Ma dietro questa spinta all’autoaffermazione, si nasconde spesso una confusione profonda: molti scambiano l’ego per autostima.
Eppure, dal punto di vista psicologico e neuroscientifico, le due dimensioni nascono da meccanismi completamente diversi.
L’ego: la maschera che difende il sé fragile
L’ego, nella prospettiva psicologica classica e nell’Analisi Transazionale, rappresenta la parte di noi che cerca riconoscimento esterno per compensare un vuoto interno.
È quella voce che ci spinge a voler avere ragione, ad apparire migliori, a nascondere le nostre fragilità.
Il suo scopo non è crescere, ma proteggere.
L’ego è il frutto di un adattamento: nasce per difenderci dalle esperienze in cui da bambini abbiamo sentito di “non andare bene così come siamo”.
In età adulta, questa difesa si manifesta come bisogno di controllo, di approvazione, di successo esteriore… che però non porta mai a una reale pace interiore.
L’autostima autentica: la consapevolezza del proprio valore indipendentemente dal risultato
L’autostima vera non è il pensiero positivo né l’arroganza.

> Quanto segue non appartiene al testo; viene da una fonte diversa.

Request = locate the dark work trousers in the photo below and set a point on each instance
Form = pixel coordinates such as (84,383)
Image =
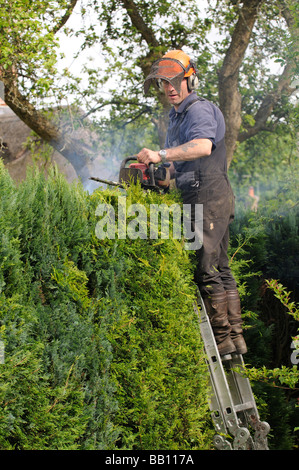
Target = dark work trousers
(213,274)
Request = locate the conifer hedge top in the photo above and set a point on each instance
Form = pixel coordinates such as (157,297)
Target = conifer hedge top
(102,349)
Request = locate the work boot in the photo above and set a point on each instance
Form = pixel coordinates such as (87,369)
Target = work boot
(216,306)
(235,320)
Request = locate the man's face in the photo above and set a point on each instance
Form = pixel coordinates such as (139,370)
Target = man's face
(173,96)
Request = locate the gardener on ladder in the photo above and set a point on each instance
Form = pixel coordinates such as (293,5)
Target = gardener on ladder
(196,149)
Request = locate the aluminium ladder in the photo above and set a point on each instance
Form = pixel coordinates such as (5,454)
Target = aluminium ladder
(231,401)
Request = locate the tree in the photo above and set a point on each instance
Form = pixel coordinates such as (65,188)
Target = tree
(28,62)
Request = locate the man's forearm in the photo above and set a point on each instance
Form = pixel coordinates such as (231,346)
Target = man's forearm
(189,151)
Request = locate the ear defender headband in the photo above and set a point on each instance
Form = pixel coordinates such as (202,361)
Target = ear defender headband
(173,67)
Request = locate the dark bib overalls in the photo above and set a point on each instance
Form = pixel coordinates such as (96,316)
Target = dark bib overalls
(204,181)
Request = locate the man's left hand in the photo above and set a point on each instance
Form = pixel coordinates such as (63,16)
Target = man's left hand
(148,156)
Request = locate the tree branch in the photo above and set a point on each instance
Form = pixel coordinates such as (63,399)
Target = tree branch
(229,96)
(65,17)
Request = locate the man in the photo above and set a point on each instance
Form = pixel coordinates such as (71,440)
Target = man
(195,148)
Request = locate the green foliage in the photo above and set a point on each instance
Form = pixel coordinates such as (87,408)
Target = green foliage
(102,349)
(264,248)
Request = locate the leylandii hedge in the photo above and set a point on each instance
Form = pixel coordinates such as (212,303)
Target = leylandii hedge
(102,347)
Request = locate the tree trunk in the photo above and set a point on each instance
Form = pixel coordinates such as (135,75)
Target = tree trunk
(78,153)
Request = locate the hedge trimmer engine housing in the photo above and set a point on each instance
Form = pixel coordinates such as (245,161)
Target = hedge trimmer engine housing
(148,176)
(132,172)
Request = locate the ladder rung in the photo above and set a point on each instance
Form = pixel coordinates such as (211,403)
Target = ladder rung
(244,406)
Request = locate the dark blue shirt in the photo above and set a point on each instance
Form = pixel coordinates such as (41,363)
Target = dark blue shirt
(198,118)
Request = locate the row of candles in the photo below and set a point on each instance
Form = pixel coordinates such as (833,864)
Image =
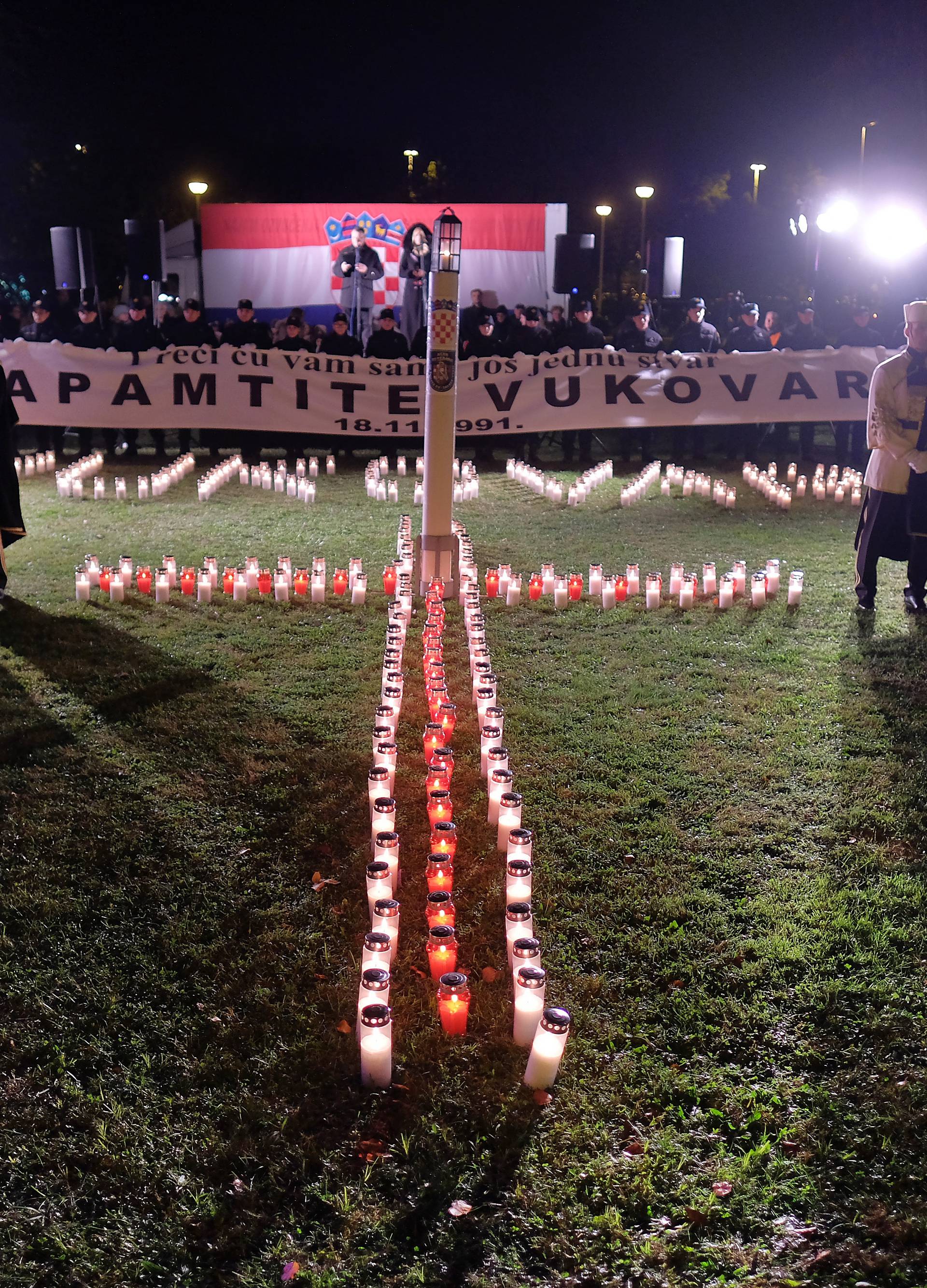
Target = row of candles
(501,582)
(543,1028)
(239,582)
(551,487)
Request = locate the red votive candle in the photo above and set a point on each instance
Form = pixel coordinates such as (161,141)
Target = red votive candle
(454,1003)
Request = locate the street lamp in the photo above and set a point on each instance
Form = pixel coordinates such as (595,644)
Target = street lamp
(410,154)
(603,212)
(867,127)
(197,187)
(646,192)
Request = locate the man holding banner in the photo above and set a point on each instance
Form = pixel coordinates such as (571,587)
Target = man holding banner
(894,517)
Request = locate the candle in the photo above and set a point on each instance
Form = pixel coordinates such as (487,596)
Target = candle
(518,880)
(454,1003)
(445,839)
(548,1047)
(520,841)
(442,951)
(439,910)
(377,1045)
(530,991)
(520,925)
(387,919)
(375,984)
(439,874)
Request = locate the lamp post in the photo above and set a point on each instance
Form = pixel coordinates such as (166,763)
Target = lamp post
(438,544)
(603,212)
(867,127)
(646,192)
(410,154)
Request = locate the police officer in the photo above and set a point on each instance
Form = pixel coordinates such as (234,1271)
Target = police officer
(43,330)
(696,335)
(532,338)
(339,343)
(246,329)
(89,335)
(580,335)
(388,342)
(747,337)
(850,435)
(804,337)
(138,335)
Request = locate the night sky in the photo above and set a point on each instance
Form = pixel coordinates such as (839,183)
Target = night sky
(290,103)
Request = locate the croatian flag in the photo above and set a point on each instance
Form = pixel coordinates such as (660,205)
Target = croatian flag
(282,255)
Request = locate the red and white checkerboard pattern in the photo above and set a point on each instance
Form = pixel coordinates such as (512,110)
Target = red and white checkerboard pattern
(387,289)
(445,333)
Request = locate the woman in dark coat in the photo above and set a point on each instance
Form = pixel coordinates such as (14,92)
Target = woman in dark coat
(11,516)
(414,267)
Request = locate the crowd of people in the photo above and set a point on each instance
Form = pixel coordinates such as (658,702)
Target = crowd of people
(485,331)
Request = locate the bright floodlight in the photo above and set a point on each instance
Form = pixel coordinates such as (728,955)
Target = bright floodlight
(894,234)
(839,218)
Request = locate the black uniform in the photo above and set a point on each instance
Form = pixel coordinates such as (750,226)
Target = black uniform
(248,333)
(342,346)
(388,344)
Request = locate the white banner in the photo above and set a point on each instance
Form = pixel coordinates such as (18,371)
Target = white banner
(304,393)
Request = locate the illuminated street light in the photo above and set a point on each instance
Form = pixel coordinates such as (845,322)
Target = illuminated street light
(603,212)
(839,218)
(894,234)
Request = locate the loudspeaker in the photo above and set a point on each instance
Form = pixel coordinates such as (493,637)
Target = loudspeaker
(66,259)
(143,250)
(575,265)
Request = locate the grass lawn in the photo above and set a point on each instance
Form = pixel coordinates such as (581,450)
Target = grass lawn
(730,894)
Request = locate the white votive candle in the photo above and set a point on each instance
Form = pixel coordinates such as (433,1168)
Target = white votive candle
(530,991)
(548,1049)
(377,1045)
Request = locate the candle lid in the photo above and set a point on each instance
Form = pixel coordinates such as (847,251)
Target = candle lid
(518,911)
(555,1019)
(532,977)
(375,1015)
(454,979)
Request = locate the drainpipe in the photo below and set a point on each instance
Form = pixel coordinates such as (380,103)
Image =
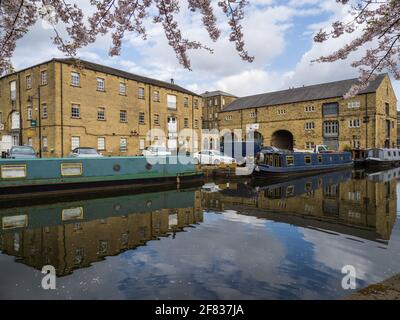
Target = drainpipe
(193,97)
(20,110)
(62,110)
(39,124)
(366,121)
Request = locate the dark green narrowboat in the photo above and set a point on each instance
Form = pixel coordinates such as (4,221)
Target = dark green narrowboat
(21,178)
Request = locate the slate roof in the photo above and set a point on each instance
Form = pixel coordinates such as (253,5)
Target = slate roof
(208,94)
(307,93)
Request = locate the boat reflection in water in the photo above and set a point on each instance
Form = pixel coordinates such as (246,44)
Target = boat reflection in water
(74,235)
(345,202)
(286,240)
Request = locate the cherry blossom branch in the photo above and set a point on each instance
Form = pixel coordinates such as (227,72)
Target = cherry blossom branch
(379,22)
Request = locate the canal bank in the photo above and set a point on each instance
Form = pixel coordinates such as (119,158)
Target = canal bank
(388,289)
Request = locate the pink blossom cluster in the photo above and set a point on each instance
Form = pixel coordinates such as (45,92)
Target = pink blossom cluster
(379,21)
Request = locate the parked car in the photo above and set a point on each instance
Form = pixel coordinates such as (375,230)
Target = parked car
(154,151)
(210,188)
(84,152)
(21,152)
(214,157)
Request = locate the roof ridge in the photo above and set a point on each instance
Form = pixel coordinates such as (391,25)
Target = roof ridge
(309,86)
(314,92)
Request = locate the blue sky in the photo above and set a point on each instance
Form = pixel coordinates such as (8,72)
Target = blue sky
(279,33)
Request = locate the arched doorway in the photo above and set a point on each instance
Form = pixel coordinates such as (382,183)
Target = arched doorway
(258,138)
(282,139)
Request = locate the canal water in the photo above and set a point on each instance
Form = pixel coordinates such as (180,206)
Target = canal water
(224,240)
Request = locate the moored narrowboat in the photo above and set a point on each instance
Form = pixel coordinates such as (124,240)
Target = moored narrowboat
(382,158)
(39,177)
(284,163)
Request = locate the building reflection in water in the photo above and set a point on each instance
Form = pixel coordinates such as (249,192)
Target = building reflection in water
(74,235)
(348,202)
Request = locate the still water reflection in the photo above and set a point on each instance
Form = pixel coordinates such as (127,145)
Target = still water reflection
(240,240)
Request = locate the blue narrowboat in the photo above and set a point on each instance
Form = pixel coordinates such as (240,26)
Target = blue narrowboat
(21,178)
(282,163)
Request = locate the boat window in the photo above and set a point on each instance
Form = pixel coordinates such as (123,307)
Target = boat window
(277,160)
(290,191)
(289,160)
(71,169)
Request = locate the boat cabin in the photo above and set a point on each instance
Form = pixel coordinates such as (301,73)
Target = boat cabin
(284,159)
(384,154)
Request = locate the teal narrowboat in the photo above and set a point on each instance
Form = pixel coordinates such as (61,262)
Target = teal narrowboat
(281,163)
(22,177)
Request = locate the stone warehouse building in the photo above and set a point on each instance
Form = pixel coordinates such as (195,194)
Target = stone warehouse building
(213,103)
(62,104)
(303,117)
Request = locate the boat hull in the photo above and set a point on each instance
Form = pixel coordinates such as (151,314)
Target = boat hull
(380,164)
(297,172)
(51,177)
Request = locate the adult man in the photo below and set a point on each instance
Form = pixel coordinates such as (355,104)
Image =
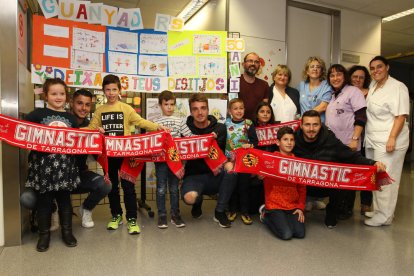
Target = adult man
(315,141)
(90,181)
(252,90)
(198,178)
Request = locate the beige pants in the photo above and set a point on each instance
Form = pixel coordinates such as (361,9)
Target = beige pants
(384,201)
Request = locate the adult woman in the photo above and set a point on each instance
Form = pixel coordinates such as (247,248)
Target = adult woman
(360,78)
(315,93)
(283,99)
(346,117)
(386,135)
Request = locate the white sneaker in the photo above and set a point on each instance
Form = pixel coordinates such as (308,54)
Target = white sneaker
(54,223)
(86,216)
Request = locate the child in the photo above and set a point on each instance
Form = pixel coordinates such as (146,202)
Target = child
(179,128)
(53,176)
(116,118)
(237,128)
(284,202)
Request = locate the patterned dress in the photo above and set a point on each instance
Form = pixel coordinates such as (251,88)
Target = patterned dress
(52,172)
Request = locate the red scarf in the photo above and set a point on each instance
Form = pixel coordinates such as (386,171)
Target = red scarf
(309,172)
(48,139)
(267,135)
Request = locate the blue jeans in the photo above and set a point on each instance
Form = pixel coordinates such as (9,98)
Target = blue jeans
(208,184)
(166,177)
(95,185)
(284,224)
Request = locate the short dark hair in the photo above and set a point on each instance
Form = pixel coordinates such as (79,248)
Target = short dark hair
(197,97)
(272,114)
(283,131)
(340,69)
(166,95)
(82,92)
(311,113)
(52,81)
(108,79)
(380,58)
(367,79)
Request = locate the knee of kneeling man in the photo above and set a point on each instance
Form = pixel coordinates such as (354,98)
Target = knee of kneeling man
(190,197)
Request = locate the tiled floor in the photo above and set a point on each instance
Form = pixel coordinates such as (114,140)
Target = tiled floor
(203,248)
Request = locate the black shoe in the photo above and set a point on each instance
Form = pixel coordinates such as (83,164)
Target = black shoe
(196,211)
(162,222)
(177,221)
(330,222)
(222,219)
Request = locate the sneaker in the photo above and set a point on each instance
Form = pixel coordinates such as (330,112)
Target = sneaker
(196,211)
(114,223)
(262,213)
(222,219)
(54,222)
(86,216)
(133,228)
(162,222)
(177,221)
(232,216)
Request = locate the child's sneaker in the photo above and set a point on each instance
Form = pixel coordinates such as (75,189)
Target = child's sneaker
(162,222)
(261,213)
(177,221)
(232,216)
(133,228)
(114,223)
(246,219)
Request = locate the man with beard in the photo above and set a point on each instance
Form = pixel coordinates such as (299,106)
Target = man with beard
(316,141)
(252,90)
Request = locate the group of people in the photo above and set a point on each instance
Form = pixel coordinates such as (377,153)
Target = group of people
(334,115)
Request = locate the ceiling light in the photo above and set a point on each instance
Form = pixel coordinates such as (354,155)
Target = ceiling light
(191,8)
(397,15)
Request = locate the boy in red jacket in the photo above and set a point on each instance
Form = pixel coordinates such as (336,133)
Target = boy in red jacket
(284,201)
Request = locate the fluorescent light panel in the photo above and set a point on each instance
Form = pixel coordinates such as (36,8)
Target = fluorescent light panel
(191,8)
(397,15)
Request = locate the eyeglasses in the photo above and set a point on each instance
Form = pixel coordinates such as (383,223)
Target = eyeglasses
(253,61)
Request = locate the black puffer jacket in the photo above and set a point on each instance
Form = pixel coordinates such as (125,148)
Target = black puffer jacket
(328,148)
(198,166)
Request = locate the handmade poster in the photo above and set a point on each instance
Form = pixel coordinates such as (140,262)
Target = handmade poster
(153,43)
(182,66)
(218,108)
(152,65)
(122,63)
(211,66)
(206,44)
(87,40)
(86,60)
(123,41)
(153,109)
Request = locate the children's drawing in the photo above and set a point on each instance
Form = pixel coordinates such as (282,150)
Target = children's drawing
(86,60)
(212,66)
(153,43)
(152,65)
(123,41)
(122,63)
(87,40)
(218,108)
(206,44)
(182,66)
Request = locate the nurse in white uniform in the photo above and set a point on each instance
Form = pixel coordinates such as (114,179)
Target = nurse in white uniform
(386,136)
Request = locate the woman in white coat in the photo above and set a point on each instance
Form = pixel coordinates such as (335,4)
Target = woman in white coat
(386,136)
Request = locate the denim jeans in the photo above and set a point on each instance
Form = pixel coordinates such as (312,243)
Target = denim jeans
(208,184)
(284,224)
(95,185)
(165,177)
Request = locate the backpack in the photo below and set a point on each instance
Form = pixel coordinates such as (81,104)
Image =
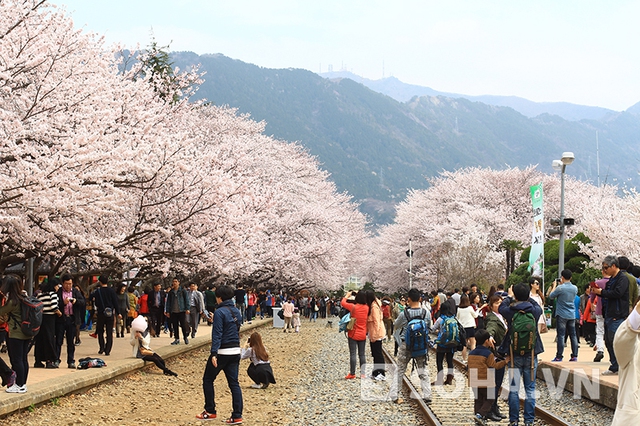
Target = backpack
(523,335)
(416,335)
(386,312)
(449,335)
(31,316)
(344,322)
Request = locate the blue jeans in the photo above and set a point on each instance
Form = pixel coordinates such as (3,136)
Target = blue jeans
(359,346)
(564,326)
(610,327)
(522,369)
(230,364)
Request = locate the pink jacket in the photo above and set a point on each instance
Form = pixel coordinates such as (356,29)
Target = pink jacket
(375,323)
(361,314)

È una stima di sé basata sulla conoscenza reale di chi siamo, sui nostri limiti e le nostre potenzialità.
È la capacità di riconoscersi un valore indipendentemente da ciò che accade fuori: dal giudizio degli altri, dai risultati o dal ruolo che ricopriamo.
Le neuroscienze hanno dimostrato che la fiducia autentica nasce da connessioni neurali stabili tra le aree emotive e quelle cognitive del cervello.
In altre parole, autostima significa integrazione, non illusione:
– Integrazione tra ciò che pensiamo e ciò che sentiamo.
– Tra ciò che mostriamo e ciò che viviamo dentro.
– Tra il nostro adulto razionale e il nostro bambino emotivo.
È un equilibrio dinamico che si costruisce attraverso un percorso di consapevolezza, non con un’affermazione allo specchio.
Come si costruisce (davvero) l’autostima
Secondo l’Analisi Transazionale, il nostro livello di autostima dipende dalle “carezze interiori” che sappiamo darci: riconoscimenti, validazioni e messaggi positivi che non dipendono più solo dagli altri.
Costruire autostima significa imparare a nutrire il proprio Sé, a distinguere la voce dell’ego da quella della consapevolezza.
È un cammino che richiede:
- Allenamento emotivo, per riconoscere e regolare le proprie reazioni;
- Riconnessione interiore, per ritrovare coerenza tra ciò che si è e ciò che si mostra;
- Educazione alla presenza, per uscire dal giudizio e sviluppare centratura.
Solo così la sicurezza non diventa arroganza, ma forza tranquilla.
Quando l’ego guida, ci perdiamo. Quando l’autostima guida, ci troviamo.
Il paradosso è che più costruiamo il nostro valore su ciò che appare, più lo rendiamo fragile.
La vera autostima non ha bisogno di rumore. È silenziosa, ma stabile.
Non si misura in risultati, ma in autenticità.
È la base su cui poggia ogni evoluzione personale e professionale.